An investigation in partnership with NBC News uncovers the unequal treatment of poor families and parents of color by the child welfare system.

Starting this September, child protective services agents across Texas will be required to read parents their constitutional rights, the same way that police do for criminal suspects. Under a new law enacted by the state Legislature, caseworkers there will be informing parents under investigation that they have the right to remain silent, to have a lawyer present and to decline searches of their home or of their children without a court order.

The legislation will in many cases benefit Black, Hispanic and low-income families who often have their lives and homes upended by CPS officers. It was signed by Gov. Greg Abbott, a conservative Republican who previously has been criticized for pushing policies detrimental to those groups.

Meanwhile in New York state, an almost identical bill was blocked by state Senate majority leader Andrea Stewart-Cousins, a liberal Democrat. She prevented the measure, which had dozens of co-sponsors and a groundswell of grassroots support, from even getting a vote — showing how child welfare issues often defy typical partisan binaries.

Stewart-Cousins’ office declined ProPublica’s requests for comment about her reasoning.

The legislation was not advanced by leadership on the Assembly side either, though it did pass unanimously out of committee there.

Earlier this year, Stewart-Cousins and other top lawmakers in Albany received proposed changes to the bill from New York City’s Administration for Children’s Services, which is under the control of Mayor Eric Adams. The agency suggested removing the word “rights” from the bill text and watering down the list of rights that its caseworkers would have had to read to families.

The legislative efforts in both states came in the wake of a ProPublica investigation finding that child welfare workers — overwhelmingly without warrants — inspect the homes of roughly 3.5 million children nationally every year. Despite the Fourth Amendment’s protection against unreasonable searches and seizures, these government officers ransack families’ refrigerators and medicine cabinets and inspect kids’ bodies without informed consent.

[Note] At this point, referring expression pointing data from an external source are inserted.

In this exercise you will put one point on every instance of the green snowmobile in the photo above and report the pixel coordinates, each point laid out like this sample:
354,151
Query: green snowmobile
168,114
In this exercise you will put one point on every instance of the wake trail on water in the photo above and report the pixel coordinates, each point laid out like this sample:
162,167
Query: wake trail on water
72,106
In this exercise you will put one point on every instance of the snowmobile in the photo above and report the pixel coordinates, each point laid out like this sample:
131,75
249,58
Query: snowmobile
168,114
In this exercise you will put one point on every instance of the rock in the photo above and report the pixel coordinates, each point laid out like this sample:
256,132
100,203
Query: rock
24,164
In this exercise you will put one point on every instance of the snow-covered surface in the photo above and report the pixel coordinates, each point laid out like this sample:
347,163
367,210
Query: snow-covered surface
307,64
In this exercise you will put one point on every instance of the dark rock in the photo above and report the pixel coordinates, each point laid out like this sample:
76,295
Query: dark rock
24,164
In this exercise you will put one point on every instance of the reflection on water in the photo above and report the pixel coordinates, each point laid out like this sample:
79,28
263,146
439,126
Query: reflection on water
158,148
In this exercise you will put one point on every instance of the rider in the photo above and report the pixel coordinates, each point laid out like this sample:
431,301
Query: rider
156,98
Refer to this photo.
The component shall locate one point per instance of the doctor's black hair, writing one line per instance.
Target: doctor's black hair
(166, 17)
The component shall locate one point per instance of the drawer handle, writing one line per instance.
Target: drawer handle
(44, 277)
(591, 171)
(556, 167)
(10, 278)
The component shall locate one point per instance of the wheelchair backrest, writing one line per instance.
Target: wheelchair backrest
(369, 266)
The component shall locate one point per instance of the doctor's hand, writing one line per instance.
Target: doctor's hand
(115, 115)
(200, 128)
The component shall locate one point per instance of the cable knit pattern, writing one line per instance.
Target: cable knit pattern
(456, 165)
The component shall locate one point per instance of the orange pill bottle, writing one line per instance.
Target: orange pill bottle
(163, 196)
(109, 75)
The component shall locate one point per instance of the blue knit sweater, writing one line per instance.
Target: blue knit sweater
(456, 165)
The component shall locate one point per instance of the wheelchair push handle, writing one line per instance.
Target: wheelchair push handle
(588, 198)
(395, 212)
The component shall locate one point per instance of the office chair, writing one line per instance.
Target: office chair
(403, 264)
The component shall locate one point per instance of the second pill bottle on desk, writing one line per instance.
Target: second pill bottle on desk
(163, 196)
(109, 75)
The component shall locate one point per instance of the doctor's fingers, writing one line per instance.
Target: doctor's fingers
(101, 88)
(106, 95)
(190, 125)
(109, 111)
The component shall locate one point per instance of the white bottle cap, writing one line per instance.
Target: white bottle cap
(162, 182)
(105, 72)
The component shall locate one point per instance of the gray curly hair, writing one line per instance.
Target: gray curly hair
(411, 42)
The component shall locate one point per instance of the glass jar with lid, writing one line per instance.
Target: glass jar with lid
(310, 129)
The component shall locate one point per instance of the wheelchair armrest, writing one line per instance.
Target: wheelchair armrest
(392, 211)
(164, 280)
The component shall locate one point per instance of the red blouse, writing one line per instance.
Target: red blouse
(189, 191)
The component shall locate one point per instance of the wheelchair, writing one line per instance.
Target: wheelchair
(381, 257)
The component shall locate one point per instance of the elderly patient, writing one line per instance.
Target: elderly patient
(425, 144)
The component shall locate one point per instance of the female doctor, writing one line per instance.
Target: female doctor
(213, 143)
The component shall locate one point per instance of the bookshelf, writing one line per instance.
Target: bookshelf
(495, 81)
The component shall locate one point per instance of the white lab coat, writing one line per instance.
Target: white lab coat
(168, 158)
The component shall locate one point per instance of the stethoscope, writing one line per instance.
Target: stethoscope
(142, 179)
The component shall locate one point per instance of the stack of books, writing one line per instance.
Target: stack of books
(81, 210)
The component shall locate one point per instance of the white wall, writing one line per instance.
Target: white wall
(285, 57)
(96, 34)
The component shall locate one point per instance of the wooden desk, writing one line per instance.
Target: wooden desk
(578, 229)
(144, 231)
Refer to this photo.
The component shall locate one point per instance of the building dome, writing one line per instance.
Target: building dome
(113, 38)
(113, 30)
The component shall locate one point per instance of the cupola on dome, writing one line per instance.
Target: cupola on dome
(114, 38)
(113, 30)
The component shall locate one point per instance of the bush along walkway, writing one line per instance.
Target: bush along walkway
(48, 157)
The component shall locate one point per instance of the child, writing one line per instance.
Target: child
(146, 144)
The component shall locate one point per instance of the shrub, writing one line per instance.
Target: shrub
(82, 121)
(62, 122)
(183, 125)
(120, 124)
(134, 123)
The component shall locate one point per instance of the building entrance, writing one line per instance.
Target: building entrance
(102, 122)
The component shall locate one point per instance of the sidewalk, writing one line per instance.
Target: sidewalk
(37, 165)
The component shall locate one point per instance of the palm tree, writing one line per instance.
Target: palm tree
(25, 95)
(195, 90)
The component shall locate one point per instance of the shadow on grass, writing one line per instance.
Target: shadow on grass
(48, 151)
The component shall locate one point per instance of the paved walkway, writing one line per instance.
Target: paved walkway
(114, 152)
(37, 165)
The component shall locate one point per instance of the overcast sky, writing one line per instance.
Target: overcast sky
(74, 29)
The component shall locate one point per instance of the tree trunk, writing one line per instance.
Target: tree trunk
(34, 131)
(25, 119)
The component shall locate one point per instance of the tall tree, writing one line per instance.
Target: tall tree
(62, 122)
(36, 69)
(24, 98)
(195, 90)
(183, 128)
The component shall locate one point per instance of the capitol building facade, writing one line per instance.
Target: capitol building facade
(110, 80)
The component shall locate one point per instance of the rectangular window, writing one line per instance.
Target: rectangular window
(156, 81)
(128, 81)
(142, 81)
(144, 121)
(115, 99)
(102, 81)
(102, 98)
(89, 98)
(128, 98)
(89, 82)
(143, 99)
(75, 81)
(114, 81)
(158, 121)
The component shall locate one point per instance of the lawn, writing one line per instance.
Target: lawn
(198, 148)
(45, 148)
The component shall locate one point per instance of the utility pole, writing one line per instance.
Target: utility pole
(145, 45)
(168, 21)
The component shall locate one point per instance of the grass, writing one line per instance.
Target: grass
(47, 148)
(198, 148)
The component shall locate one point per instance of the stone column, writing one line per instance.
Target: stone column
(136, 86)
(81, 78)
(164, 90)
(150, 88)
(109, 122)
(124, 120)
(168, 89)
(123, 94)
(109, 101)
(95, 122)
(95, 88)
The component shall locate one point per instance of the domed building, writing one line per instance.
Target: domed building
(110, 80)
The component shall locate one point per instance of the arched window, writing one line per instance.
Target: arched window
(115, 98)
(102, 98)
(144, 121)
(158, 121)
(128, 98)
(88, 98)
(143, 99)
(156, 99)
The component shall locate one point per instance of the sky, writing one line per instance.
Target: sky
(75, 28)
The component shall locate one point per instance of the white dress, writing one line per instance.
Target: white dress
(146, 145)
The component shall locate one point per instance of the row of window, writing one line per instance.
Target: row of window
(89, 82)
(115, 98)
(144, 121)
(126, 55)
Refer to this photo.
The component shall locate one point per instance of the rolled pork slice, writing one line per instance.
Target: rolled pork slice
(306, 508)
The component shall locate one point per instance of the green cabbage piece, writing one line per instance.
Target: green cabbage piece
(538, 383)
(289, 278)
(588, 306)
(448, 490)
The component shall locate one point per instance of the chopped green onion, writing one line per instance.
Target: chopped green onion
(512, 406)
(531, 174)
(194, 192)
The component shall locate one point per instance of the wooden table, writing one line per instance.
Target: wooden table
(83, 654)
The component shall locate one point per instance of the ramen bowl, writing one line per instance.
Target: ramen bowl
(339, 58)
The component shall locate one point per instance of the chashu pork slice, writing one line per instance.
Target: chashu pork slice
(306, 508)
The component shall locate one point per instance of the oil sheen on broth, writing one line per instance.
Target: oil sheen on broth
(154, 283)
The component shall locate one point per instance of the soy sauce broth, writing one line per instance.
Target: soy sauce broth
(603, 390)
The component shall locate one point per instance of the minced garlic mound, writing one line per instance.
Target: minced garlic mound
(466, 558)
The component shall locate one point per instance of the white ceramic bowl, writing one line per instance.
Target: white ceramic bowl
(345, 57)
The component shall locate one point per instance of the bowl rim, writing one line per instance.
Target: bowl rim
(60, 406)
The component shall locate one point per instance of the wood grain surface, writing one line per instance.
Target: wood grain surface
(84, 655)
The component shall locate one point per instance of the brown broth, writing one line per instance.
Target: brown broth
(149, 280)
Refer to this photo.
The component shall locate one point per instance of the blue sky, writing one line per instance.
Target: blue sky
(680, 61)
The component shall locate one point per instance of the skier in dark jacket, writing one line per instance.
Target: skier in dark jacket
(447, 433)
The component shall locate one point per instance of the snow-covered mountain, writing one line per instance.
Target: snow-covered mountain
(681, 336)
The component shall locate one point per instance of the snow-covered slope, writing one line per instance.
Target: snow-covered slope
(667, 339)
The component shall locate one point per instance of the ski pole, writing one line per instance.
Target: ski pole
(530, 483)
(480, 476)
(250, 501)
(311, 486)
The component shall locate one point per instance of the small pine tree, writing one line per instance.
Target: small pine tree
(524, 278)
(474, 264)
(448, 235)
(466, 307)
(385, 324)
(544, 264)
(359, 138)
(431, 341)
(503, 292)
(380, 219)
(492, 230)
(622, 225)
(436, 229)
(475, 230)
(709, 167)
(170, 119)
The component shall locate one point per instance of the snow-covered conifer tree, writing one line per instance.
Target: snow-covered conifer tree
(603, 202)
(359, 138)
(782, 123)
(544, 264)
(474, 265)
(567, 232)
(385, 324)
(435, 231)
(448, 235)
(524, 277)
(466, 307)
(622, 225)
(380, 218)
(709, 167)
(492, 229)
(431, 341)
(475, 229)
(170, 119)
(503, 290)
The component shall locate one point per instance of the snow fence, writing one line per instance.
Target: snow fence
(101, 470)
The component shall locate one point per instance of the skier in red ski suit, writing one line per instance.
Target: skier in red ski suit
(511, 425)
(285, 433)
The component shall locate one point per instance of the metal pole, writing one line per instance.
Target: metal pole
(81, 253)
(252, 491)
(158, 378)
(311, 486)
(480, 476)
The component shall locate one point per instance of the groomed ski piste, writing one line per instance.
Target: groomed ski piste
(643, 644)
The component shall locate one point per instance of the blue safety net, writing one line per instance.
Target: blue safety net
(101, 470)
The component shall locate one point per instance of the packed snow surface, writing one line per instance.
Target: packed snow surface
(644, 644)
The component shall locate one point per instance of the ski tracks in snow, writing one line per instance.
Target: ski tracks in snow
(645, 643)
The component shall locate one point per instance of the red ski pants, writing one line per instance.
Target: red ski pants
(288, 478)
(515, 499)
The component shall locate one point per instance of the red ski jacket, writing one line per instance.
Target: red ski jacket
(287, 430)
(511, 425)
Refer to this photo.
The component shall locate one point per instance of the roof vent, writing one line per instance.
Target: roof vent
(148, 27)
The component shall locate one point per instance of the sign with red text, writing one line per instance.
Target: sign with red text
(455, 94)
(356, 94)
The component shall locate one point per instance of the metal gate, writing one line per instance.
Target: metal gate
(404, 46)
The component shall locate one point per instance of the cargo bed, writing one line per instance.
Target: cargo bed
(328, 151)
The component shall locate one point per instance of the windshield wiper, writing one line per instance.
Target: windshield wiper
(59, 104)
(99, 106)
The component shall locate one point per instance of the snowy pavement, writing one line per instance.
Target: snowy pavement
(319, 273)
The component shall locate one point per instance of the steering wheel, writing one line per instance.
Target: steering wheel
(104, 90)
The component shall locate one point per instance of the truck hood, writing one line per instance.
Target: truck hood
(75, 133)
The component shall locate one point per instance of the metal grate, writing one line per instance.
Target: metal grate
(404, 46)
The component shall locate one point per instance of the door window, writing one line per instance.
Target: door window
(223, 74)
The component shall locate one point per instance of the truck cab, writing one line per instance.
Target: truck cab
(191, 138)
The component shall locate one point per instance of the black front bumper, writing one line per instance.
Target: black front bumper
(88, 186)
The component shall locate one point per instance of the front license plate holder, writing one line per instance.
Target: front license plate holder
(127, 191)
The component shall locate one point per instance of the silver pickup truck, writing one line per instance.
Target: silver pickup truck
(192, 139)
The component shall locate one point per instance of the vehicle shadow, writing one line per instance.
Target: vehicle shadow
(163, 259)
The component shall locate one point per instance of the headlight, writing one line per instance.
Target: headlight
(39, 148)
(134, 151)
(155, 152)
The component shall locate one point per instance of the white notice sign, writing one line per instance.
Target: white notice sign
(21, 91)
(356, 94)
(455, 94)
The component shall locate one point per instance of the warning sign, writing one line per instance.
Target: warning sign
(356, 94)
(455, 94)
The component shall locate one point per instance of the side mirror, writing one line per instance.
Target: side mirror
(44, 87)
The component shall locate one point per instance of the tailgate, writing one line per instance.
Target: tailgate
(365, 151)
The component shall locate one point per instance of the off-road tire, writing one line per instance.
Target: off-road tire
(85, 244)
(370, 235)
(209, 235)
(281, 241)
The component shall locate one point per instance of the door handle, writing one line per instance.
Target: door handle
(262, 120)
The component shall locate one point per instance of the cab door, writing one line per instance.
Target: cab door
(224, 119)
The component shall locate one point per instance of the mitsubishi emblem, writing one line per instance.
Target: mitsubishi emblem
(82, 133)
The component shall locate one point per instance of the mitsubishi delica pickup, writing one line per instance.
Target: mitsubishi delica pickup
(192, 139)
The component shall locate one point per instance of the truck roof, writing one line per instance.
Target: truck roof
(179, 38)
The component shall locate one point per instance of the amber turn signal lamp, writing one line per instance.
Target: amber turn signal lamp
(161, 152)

They do so even if the allegation of potential child neglect that they are investigating, such as a kid missing too many days of school, has nothing to do with the condition of the home. They also sometimes use manipulative tactics, including threatening child removal or calling the police, to get inside residences, according to dozens of interviews with caseworkers, families and attorneys.

Nationwide, the searches ultimately reveal child abuse less than 5% of the time, federal data show.

The new Texas law has gotten little attention but will have a major impact on vulnerable families around the state, said Andrew Brown, associate vice president of policy at the right-leaning Texas Public Policy Foundation.

“In child welfare it’s not this clean Democratic or Republican issue,” he said, adding that the idea of reading parents their rights gained more bipartisan support as a result of not being a topic on the campaign trail.

The New York bill will be reintroduced again next year, said its lead sponsor in the state Senate, Jabari Brisport.

But the result may hinge on whether the idea finally garners support from the state’s top Democrats, including Stewart-Cousins.

“I think she should be voted out, because she doesn’t understand the basic bottom line of being a lawmaker,” said Joyce McMillan, a community organizer and leading family advocate in New York City. “Protect the constitutional rights of everyone — at minimum.”